Unexpectedly, at Esri’s London User meeting, Robin Appleby, a consultant at Esri gave a demonstration of the unreleased development work with Autodesk that has been done to date. In the next release, ArcGIS pro will feature the ability to read Revit files directly, understand the data structure and bring the geometry and data, natively into ArcGIS Pro.
Appleby also gave a live demonstration of an integration of an ArcGIS web scene and Autodesk BIM 360, bringing through a model of a building into a city model and then carrying out shadow analysis. Esri is integrating not just at the desktop level but also with Autodesk’s cloud-backbone.
While the demonstration was very quick, it gave a flavour as to the level of work and integration that users can expect to see in 2018. Autodesk’s next opportunity to show integrations from its side will probably come in the Autumn / Winter with subscription updates and Autodesk University in Las Vegas.
The Esri User Group video on BIM can be seen here. The Autodesk related demonstration starts at 18:30mins.
When Esri CEO Jack Dangermond joined Autodesk CEO Andrew Anagnost on stage at AU Vegas, it was hard to scope the true depth of the partnership. How much more than just an API deal was really on the table? And was this Autodesk forming an alliance to attack firms like Bentley that have been more successful in the GIS and transport markets?

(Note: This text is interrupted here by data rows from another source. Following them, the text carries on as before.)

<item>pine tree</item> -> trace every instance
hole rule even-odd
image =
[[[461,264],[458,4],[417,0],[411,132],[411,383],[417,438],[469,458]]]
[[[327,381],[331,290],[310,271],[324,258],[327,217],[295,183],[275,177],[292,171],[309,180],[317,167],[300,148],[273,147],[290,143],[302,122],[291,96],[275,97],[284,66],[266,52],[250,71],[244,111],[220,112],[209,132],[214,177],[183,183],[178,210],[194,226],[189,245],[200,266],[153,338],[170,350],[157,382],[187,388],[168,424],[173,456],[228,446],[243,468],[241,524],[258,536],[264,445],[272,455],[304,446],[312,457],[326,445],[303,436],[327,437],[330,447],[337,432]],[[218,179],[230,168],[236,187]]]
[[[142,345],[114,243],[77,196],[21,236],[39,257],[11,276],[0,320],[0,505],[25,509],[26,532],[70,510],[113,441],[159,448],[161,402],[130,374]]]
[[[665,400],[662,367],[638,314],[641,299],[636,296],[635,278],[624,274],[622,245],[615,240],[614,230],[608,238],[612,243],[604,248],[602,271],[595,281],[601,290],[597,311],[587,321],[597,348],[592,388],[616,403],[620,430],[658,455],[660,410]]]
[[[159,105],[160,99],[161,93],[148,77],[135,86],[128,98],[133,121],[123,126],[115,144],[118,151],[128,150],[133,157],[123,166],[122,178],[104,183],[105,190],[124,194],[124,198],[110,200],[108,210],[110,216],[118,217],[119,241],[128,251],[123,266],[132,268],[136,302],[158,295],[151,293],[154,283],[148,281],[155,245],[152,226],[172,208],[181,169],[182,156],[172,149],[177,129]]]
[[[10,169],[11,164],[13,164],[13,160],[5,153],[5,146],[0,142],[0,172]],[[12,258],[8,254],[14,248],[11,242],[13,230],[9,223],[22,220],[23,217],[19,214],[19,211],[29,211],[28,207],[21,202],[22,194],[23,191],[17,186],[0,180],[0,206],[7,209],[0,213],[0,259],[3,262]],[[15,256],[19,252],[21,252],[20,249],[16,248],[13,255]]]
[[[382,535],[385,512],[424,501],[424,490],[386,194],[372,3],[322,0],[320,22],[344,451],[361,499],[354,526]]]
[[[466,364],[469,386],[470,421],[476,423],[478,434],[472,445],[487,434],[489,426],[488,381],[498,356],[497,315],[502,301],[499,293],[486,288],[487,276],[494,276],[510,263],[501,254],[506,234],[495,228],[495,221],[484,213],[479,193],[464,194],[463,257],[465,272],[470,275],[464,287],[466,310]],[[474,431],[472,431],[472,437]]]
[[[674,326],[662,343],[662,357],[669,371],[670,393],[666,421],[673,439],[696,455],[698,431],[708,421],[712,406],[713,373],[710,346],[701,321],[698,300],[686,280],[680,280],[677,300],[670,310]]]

From what we have seen demonstrated and the stated intentions specifically from Esri’s side of the fence, this is absolutely a big deal. Relying on IFC import was not going to cut a big slice of the BIM market for Esri in the future; it needed native support. For Autodesk, Esri will help it with its bigger clients, help win city-scale projects, empowering Revit workflows and get a serious analysis and simulation developer to boot. However, bigger things are being planned between the companies and as cities get smarter and infrastructure renewed, expect BIM models of completed buildings, bridges, roads and transport systems to be hosted in Esri cloud products, delivering live data and analysis.